この中に貸借対照表とありますが、貸借対諸表は、NPO法人の、資産、負債、正味財産、それぞれの年度末時点の有高を示すものです。

資産は、現金、預金、車両、パソコンなどの備品、土地、建物などの財産のことです。すでに受け取る権利が確定していてまだ入金していない未収入金や、いずれ戻ってくる予定の貸付金、敷金、預けた保証金なども資産に含まれます。
現金や預金などは実際の残高、車両や建物、備品などの固定資産は減価償却をした残高が分かるように表示します。

負債は、支払う義務が確定している買掛金、未払金、返す義務がある借入金(短期・長期)などです。
科目ごとに、実際に義務が確定している金額(請求された額や借入金の残高など)を表示します。

正味財産は、資産から負債を引いた差額をいいます。
財産といっても、自己資金で成り立っている部分と、借入などの返済する義務のある負債から成り立っている部分(=自己資金ではない部分)がありますので、資産から負債を引いた額が、そのNPO法人の正味の財産ということになります。
前期繰越正味財産、当期正味財産増減額で表示します。

貸借対照表の前期繰越正味財産と当期正味財産増減額は、活動計算書と同じ金額を記載します。
これは、当期の正味財産の増減が、事業年度の活動の結果として得られた収益とそれに要した費用の差額として、活動計算書の中で算出されるためです。

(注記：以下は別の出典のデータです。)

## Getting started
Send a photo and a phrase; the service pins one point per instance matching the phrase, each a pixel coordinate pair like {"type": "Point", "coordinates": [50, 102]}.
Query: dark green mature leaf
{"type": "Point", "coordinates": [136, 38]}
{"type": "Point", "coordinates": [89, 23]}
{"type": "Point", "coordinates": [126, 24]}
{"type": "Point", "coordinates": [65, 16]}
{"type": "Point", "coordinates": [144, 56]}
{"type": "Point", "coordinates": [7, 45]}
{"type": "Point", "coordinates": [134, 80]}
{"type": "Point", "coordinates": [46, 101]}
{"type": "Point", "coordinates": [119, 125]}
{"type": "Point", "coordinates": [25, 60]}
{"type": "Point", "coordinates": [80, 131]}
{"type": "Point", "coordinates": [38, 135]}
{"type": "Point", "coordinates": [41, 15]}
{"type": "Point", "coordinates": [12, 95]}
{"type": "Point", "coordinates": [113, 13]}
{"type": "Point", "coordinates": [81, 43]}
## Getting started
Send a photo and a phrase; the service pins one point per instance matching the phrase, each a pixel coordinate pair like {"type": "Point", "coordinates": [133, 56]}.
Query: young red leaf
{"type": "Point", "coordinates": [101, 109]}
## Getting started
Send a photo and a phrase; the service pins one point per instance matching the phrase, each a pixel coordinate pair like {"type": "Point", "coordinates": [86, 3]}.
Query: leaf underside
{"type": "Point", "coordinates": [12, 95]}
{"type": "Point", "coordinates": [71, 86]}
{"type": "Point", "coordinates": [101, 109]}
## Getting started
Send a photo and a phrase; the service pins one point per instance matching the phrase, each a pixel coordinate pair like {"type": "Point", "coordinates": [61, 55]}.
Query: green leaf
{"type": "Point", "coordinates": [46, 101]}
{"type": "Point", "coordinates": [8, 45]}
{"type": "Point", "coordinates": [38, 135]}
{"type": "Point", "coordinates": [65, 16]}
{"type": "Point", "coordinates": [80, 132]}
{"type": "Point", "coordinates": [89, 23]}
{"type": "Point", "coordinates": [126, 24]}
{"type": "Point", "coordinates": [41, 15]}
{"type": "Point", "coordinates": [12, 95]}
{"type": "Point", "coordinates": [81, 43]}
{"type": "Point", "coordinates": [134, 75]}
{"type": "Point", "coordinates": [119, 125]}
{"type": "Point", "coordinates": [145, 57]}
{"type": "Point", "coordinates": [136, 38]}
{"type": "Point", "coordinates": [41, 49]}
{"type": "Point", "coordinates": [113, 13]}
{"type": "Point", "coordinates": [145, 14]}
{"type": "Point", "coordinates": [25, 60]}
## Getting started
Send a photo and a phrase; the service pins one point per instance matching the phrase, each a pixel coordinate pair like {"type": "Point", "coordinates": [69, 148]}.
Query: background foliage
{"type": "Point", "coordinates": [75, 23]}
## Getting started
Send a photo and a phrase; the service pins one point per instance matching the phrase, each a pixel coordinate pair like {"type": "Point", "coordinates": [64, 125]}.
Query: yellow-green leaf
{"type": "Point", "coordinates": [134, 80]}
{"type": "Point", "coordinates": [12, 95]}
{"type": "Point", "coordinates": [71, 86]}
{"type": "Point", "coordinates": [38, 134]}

しかしその一方で、当期正味財産増減額と現金預金の増減額を比べてみると、そのまま一致しているわけではありません。
その理由の1つは、未収入金や買掛金、未払金など、受け取る権利や支払う義務として確定しているものの、まだ実際にはお金が動いていないという、発生主義と現金収支のタイミングのズレによるものです。
もう1つの理由は、新たな借入による入金や、借入金の返済による支出など、活動計算書に表示されない資金の動きがあるためです。
これらの、活動計算書で算出した当期正味財産増減額と、実際の資金の動き、この相違の原因を表してくれるのが貸借対照表です

貸借対照表を細かく分析することで、お金の流れ(キャッシュフロー)を把握することができます。
団体を健全に継続させるために必要な「財務状況の分析」には、これを必ず活用します。
また、活動計画を立てる際には、キャッシュフローを意識して中期や長期の計画を立てることが重要です。

そのため、NPO法人の経営(運営)をする人や、団体への寄付を考える人にとっては、貸借対照表から団体の状況を見抜く能力は必須です。